Students graduating with the MFA degree are fully equipped to
contribute to the cultural life of our society in a number of capacities;
through the production of a broad array of types of artworks, the
organizing and curating of exhibitions, the founding and development
of galleries and exhibition venues, critical writing on contemporary art
and culture, and teaching at all levels, especially at the college and
university levels. The Hunter College MFA Program is widely
recognized as one of the preeminent programs in the country and
enjoys a worldwide reputation.
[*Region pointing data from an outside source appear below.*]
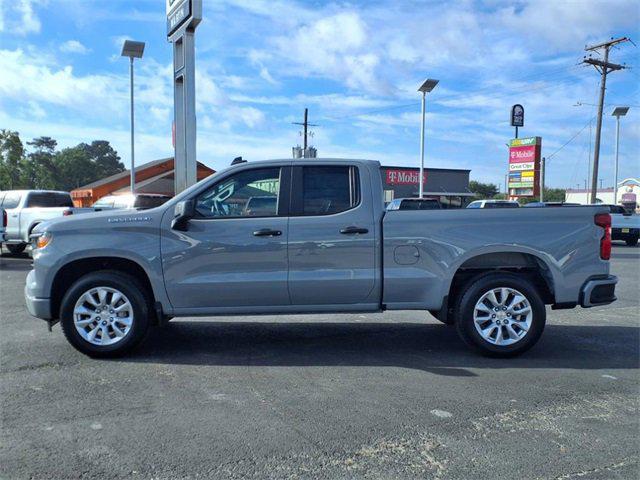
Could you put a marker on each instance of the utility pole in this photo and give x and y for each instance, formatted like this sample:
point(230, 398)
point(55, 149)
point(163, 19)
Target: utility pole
point(306, 126)
point(604, 67)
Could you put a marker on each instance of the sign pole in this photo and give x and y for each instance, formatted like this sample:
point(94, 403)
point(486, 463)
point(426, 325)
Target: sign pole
point(542, 167)
point(183, 16)
point(421, 187)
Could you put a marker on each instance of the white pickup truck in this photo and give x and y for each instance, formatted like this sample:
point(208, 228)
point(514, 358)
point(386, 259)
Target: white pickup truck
point(27, 208)
point(625, 225)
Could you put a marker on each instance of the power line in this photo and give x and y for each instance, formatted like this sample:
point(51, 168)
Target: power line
point(570, 140)
point(550, 75)
point(604, 67)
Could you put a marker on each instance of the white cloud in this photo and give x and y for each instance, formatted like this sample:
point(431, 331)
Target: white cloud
point(19, 17)
point(74, 46)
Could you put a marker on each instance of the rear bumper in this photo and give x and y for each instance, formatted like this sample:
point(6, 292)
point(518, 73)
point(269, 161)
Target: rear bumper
point(598, 291)
point(37, 306)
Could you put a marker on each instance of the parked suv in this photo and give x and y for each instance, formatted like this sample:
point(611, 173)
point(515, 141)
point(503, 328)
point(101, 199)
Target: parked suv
point(26, 209)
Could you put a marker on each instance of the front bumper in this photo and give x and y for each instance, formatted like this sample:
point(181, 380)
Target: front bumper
point(624, 233)
point(37, 306)
point(598, 291)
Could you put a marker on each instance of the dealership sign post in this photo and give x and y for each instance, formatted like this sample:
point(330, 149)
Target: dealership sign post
point(524, 167)
point(183, 16)
point(517, 117)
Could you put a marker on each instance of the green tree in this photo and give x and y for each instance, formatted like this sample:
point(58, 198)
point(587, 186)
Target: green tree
point(75, 167)
point(11, 156)
point(105, 158)
point(483, 190)
point(41, 163)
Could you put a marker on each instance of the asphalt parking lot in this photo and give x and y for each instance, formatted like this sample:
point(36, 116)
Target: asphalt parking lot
point(393, 395)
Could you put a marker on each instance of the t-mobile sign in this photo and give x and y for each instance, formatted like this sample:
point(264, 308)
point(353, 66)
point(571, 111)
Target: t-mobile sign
point(524, 167)
point(405, 177)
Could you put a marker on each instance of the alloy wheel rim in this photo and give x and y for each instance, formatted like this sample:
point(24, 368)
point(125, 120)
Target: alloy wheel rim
point(103, 316)
point(502, 316)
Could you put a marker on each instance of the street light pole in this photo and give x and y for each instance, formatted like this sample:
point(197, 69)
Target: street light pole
point(133, 172)
point(617, 112)
point(428, 85)
point(132, 50)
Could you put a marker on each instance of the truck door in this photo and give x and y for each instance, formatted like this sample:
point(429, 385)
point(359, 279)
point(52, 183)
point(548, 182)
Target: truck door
point(10, 203)
point(331, 237)
point(234, 252)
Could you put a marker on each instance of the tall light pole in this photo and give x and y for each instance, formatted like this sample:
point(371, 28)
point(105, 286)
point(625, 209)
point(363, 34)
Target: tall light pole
point(428, 85)
point(132, 50)
point(617, 112)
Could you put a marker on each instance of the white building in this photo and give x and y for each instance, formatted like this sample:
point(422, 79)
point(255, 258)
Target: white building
point(628, 194)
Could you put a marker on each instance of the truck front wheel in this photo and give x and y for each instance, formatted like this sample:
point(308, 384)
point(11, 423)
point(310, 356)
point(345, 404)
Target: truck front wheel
point(105, 314)
point(500, 314)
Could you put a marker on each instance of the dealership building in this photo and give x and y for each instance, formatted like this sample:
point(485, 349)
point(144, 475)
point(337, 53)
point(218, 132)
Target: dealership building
point(448, 185)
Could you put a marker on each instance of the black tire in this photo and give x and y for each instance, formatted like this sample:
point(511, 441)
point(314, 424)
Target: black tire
point(15, 248)
point(471, 294)
point(140, 302)
point(447, 321)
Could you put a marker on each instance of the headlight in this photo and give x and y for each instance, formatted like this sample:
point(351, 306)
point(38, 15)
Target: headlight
point(43, 240)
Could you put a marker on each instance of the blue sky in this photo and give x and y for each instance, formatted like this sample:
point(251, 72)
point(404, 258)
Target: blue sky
point(355, 65)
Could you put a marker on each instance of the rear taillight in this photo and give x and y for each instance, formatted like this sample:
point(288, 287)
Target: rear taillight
point(604, 220)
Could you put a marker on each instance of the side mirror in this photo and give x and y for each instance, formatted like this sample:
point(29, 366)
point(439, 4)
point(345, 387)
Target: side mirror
point(182, 212)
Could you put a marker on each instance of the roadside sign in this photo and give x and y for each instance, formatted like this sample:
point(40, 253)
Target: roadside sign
point(524, 167)
point(517, 115)
point(183, 13)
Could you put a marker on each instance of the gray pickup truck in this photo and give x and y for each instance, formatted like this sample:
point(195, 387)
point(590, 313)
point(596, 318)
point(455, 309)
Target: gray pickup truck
point(322, 244)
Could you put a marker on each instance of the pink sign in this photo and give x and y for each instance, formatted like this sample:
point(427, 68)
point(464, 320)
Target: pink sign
point(405, 177)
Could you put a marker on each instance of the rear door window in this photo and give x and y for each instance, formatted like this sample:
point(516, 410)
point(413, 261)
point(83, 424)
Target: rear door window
point(104, 202)
point(327, 190)
point(501, 205)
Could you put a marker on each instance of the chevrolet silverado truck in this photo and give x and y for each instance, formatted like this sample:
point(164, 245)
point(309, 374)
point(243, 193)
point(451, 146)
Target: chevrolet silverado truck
point(28, 208)
point(324, 244)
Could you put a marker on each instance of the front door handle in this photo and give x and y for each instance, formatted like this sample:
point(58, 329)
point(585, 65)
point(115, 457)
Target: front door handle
point(353, 230)
point(267, 232)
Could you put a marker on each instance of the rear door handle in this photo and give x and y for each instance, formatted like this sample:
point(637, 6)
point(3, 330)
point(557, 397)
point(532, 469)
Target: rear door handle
point(267, 232)
point(353, 230)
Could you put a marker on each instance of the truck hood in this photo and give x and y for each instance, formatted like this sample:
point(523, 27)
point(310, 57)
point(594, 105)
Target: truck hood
point(101, 220)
The program receives over seven
hundred applications each year for approximately forty available
places. We receive applications from throughout the country and
around the world.
The Hunter College MFA Program has recently moved to 250
Hudson Street in Manhattan’s TriBeCa neighborhood. All Hunter
College Facilities, including and particularly the MFA building, are
smoke, drug and alcohol-free environments. The MFA Studio Building
is open for student use from 7:00am to 1:00am except for the last two
weeks of each semester when it is open for 24-hour access.